Com relação a sorte, tem um paper do Benjamin Olken mostrando o impacto que líderes têm sobre crescimento (link: econ-www.mit.edu/files/2915 , não sei se vocês já viram esse paper). As conclusões são que líderes têm impacto significante sobre países não democráticos (ou seja, menos democracia aumentaria a relevância de sorte).

Guilherme Lichand disse...

Caruso,

esses conselhos seriam ótimo se o governante desse país fosse um ditador benevolente.

Diante de situações mais reais, em que há sérias limitações às liberdades individuais mas nenhum Deng Xiaoping no poder, o único interesse de países em situação econômica crítica - muitas vezes em guerra civil - no Banco Mundial costuma ser com relação ao perdão das suas dívidas.

Ainda assim o WB gostaria de propor políticas públicas, muitas vezes com contrapartidas de financiamento de modo a produzir incentivos que possam limitar tanto quanto possível o moral hazard do incumbente. Simplesmente sugerir que sejam respeitados direitos e acumulados fatores é ignorar a diferença entre causas próximas e fundamentais: países não acumulam fatores e não investem em tecnologia porque alguém não lhes sugeriu?

Tiago Caruso disse...

Lichand,

Quando países têm ditadores que não se importam com a população, o problema não é que a teoria econômica não tem nada a dizer, mas que eles não querem escutar.

Nos casos de países em guerra civil, de novo, isso não é um problema da literatura de crescimento, é um problema de guerra. Eu até citei nas recomendações: garantir a segurança nacional e de seus cidadãos.

Se você quer aconselhar países em guerra civil, outros campos da teoria econômica são mais adequados. Um notório exemplo é a teoria dos jogos com Robert Schelling e seu livro "The Strategy of Conflict". Seu trabalho é tão contundente que lhe rendeu em prêmio nobel em economia.

Guilherme Lichand disse...

Concordo 100% com você; não é um problema da teoria econômica.

É por isso que quase tudo o que produzimos na área de desenvolvimento não tem aplicação prática alguma para entender como uma nação do mundo real poderia superar o subdesenvolvimento... (poderia no mundo real, sem as hipóteses mantenedoras de que precisamos para "provar" a maioria dos nossos resultados... nessa área do conhecimento, infelizmente, as hipóteses produzem resultados muito insatisfatórios)
porque se você olhar para a História, vai perceber, como Glaeser e co-autores, que muito do que a teoria econômica propõe não se confirma nos dados .

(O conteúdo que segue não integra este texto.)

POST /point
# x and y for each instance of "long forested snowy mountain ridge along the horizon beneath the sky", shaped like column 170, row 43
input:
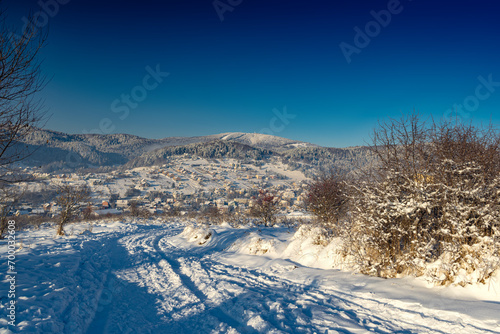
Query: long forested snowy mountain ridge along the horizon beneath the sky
column 54, row 150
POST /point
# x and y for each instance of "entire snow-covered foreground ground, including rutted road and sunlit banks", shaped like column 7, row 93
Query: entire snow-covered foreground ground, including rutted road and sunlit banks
column 171, row 277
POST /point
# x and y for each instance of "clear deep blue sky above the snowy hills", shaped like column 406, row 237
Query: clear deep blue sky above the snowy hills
column 229, row 75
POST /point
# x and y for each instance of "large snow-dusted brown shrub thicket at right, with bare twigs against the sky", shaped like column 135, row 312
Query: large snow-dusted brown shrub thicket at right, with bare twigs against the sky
column 432, row 206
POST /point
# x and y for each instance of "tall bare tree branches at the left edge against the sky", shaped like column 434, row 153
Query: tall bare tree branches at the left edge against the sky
column 20, row 80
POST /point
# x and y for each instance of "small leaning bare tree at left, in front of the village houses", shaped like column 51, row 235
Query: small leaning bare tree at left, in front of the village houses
column 70, row 198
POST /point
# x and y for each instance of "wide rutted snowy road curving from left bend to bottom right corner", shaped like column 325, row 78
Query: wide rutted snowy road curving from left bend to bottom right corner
column 172, row 289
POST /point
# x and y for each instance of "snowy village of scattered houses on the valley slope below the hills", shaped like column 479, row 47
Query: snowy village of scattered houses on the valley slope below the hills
column 182, row 185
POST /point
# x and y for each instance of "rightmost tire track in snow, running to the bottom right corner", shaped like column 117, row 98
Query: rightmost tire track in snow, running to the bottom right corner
column 359, row 310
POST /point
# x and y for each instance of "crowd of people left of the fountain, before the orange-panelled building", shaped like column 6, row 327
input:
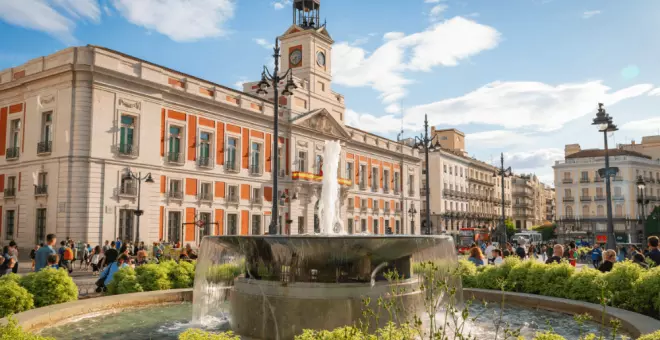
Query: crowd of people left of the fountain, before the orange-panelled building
column 104, row 261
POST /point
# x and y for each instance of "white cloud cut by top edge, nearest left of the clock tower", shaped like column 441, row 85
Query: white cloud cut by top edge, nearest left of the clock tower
column 181, row 20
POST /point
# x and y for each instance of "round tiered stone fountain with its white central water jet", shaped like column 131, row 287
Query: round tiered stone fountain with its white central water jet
column 274, row 286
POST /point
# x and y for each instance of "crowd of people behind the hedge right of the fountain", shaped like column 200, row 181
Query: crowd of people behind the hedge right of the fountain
column 602, row 260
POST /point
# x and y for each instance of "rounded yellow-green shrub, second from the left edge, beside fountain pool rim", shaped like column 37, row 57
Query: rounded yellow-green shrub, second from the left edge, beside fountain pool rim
column 50, row 286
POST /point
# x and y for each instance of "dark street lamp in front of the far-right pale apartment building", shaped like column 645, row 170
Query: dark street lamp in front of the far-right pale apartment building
column 605, row 125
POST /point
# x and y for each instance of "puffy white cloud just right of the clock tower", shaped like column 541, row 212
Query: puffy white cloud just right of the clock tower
column 442, row 44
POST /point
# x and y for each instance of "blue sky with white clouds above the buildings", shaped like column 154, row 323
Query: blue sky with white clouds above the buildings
column 522, row 77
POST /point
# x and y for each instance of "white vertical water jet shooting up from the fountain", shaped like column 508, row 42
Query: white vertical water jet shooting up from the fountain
column 329, row 206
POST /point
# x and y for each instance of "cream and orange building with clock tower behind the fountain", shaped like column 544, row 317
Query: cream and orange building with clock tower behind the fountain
column 72, row 124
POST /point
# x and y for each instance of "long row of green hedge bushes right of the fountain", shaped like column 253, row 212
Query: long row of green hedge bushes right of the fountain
column 627, row 286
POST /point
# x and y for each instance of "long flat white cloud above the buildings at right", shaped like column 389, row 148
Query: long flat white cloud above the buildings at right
column 514, row 105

O trabalho do cientista é um; se há consenso no campo, os incentivos para avançar só dependem de que lado do campo você está (ver Bourdier).

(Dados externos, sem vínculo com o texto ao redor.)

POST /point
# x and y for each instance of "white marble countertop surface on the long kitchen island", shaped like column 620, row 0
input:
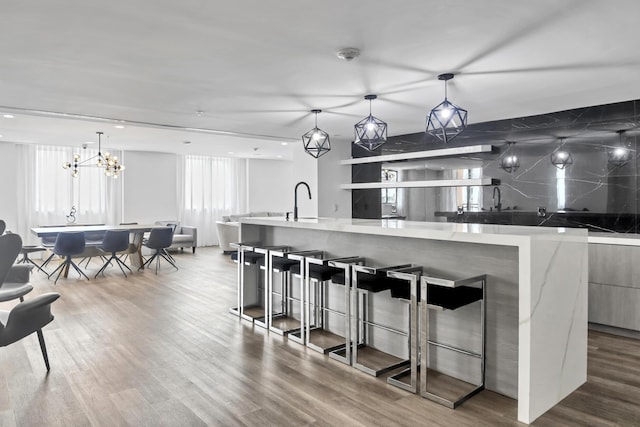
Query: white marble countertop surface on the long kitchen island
column 510, row 235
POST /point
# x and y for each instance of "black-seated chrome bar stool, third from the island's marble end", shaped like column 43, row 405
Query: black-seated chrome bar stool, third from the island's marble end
column 367, row 358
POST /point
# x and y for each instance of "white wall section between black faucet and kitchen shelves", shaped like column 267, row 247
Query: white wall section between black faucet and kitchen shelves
column 332, row 201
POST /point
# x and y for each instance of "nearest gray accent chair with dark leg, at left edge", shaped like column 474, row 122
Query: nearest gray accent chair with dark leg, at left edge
column 26, row 318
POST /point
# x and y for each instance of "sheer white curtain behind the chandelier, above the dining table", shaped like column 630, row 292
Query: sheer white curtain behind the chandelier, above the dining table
column 49, row 192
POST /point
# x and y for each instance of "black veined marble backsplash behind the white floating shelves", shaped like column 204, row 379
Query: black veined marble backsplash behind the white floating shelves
column 598, row 190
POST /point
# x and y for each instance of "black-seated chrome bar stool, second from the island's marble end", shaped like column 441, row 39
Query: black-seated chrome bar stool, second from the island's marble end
column 408, row 292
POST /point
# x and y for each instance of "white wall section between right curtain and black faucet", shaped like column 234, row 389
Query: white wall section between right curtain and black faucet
column 269, row 184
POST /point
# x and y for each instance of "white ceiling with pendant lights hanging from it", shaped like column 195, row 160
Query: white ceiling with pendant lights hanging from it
column 242, row 76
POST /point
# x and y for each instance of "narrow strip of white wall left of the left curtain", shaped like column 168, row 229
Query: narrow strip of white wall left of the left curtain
column 8, row 187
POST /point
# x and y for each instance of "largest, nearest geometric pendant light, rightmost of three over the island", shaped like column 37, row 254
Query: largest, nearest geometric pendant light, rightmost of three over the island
column 446, row 120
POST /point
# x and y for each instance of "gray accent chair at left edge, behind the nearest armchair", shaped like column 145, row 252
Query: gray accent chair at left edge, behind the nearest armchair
column 13, row 278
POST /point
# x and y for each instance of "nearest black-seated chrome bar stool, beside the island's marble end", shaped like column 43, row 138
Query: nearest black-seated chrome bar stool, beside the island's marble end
column 442, row 294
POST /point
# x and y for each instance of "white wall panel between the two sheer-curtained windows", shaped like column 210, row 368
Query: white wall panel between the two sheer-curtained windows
column 150, row 187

O do formulador de políticas, por outro lado, ou pelo menos do pesquisador que quer informar esse policy maker, tem mais a ver com se esforçar pra entender que tipo de política pode realmente fazer sentido para que países possam superar a pobreza, reduzir a desigualdade, elevar a renda per capita, aumentar o acesso a saúde e educação.

Podemos concordar em quase tudo, mas nossas perspectivas são iminentemente diferentes. Viva o espectro.